Следующая значительная работа по текстологии «Тихого Дона» появилась в 2000 году и сразу поставила имя автора, Андрея Вадимовича Венкова, в первый ряд исследователей проблемы. Профессиональный историк, преподаватель Ростовского государственного университета, доктор исторических наук, специалист по новейшей истории России и Донского казачества, он попытался скрупулезно изучить «историческое пространство», созданное в романе и выявить источники, которыми пользовался – или мог пользоваться – автор[viii]. Прежде всего А. В. Венков, хорошо ориентируясь в событиях, в которых довелось принимать участие донским казакам в ходе мировой и гражданской войн, дал связную картину того, что «происходит» с казаками на страницах Тихого Дона»: идентификация исторических эпизодов, их география, взаимосвязанность и последовательность. Все это позволило не только установить историческую достоверность описываемого, но и выявить те или иные авторские неточности или ошибки, указать на возможные причины их возникновения и, что особенно важно, выявить характер исторических источников, которыми мог пользоваться автор при написании романа.

А. В. Венков убедительно показал сложносоставной характер художественного текста, в основу которого положены фрагменты разного уровня исторической достоверности и художественного значения, принадлежащие, по-видимому, разным авторам. Одним из основных выводов Венкова стало то, что автор «Тихого Дона» при создании эпизодов, относящихся к германской войне 1914 г., писал не столько под непосредственным впечатлением своего участия в войне (или же под воздействием рассказов непосредственных участников военных действий), сколько активно использовал разнообразный газетный и журнальный материал того времени. Другим важным итогом данной работы стал вывод о существовании по крайней мере нескольких независимых литературных источников, тексты которых легли в основу романа «Тихий Дон». При этом, как указывает и обосновывает Венков, активную роль в объединении и редактировании окончательного варианта художественного текста могла принадлежать дореволюционному и советскому писателю Александру Серафимовичу (Попову).

Поиск возможных претендентов на авторство привел исследователя к следующему выводу: в руки М. А. Шолохова тем или иным образом попал литературный архив в котором были собраны многочисленные и разнообразные материалы (литературные, исторические, мемуарные, свидетельства участников), относившиеся к истории междоусобной гражданской войны на Дону в 1917–1920 гг. Этот архив, «редакторский портфель», и послужил главным источником в создании шолоховского текста романа. Среди авторов, чьи произведения, тексты могли быть в этом «портфеле», Венков называет донских офицеров и чиновников: Вениамина Попова, Василия Пузанова, Ивана Филиппова.
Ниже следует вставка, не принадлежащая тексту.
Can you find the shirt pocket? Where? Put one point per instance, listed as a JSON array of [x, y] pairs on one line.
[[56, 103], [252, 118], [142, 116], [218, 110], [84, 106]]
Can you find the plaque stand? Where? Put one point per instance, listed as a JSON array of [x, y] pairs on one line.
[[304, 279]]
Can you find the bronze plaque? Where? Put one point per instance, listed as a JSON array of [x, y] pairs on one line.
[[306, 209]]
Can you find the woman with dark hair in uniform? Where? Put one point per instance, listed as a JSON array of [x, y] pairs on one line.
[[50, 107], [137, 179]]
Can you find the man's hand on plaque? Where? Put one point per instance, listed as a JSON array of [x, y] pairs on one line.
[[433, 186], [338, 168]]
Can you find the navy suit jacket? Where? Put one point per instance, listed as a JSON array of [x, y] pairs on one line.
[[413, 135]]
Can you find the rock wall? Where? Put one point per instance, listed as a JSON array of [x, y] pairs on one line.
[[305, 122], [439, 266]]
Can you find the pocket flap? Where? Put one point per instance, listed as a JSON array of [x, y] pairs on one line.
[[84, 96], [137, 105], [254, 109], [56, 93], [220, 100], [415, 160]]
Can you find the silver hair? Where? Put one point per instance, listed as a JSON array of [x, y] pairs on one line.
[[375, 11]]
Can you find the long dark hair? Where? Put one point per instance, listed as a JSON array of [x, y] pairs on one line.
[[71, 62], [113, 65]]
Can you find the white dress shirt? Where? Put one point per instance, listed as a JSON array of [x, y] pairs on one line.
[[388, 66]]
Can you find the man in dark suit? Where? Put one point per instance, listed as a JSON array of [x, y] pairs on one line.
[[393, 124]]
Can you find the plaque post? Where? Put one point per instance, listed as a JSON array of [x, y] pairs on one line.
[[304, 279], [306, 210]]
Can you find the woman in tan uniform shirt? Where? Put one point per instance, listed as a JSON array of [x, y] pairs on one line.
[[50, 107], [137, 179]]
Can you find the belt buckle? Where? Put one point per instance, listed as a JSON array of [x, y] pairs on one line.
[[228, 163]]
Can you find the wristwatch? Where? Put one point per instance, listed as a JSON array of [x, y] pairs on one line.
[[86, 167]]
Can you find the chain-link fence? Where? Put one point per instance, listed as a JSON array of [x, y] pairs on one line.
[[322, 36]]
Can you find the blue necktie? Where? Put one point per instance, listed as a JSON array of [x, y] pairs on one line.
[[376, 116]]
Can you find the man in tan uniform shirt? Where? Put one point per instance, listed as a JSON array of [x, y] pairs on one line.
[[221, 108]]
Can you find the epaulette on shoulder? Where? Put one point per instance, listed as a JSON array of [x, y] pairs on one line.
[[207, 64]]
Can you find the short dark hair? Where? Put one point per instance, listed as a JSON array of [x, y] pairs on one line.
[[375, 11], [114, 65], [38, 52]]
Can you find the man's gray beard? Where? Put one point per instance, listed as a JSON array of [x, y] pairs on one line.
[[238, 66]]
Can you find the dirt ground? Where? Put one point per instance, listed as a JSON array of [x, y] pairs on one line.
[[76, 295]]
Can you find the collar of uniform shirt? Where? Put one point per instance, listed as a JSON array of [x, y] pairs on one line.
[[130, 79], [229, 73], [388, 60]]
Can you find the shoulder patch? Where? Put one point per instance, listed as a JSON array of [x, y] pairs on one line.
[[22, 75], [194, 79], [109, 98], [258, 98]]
Появление работ М. Мезенцева, А. Венкова нарушило монополию столичных исследователей в вопросе о плагиате и продемонстрировало существование глубокого интереса к данной проблеме далеко за пределами Москвы и Петербурга. Подтверждением этой тенденции стали и многочисленные статьи орловского исследователя Владимира Ивановича Самарина, печатавшиеся несколькими сериями в газете «Орловский вестник» в период с 1996 по 2002 гг. и вышедшие отдельной книгой в 2005 году[ix]. Наблюдения В. И. Самарина, полученные при пристальном и внимательном изучении текста «Тихого Дона», его исторических реалий и взаимосвязанности художественных эпизодов, привлекли общее внимание читателей тонкостью выявленных особенностей текста, убедительностью анализа и интерпретации. Исследование Самарина, вслед за Р. Медведевым, М. Мезенцевым, А. Макаровым и С. Макаровой развивает традиционную гипотезу об авторстве Федора Крюкова, об использовании Шолоховым незавершенного романа Крюкова в качестве основы своего текста «Тихого Дона», приводит ряд новых убедительных аргументов в пользу этого и подтверждает вторичность творчества Шолохова по отношению к роману – работу со-автора и редактора, а не истинного создателя литературного шедевра.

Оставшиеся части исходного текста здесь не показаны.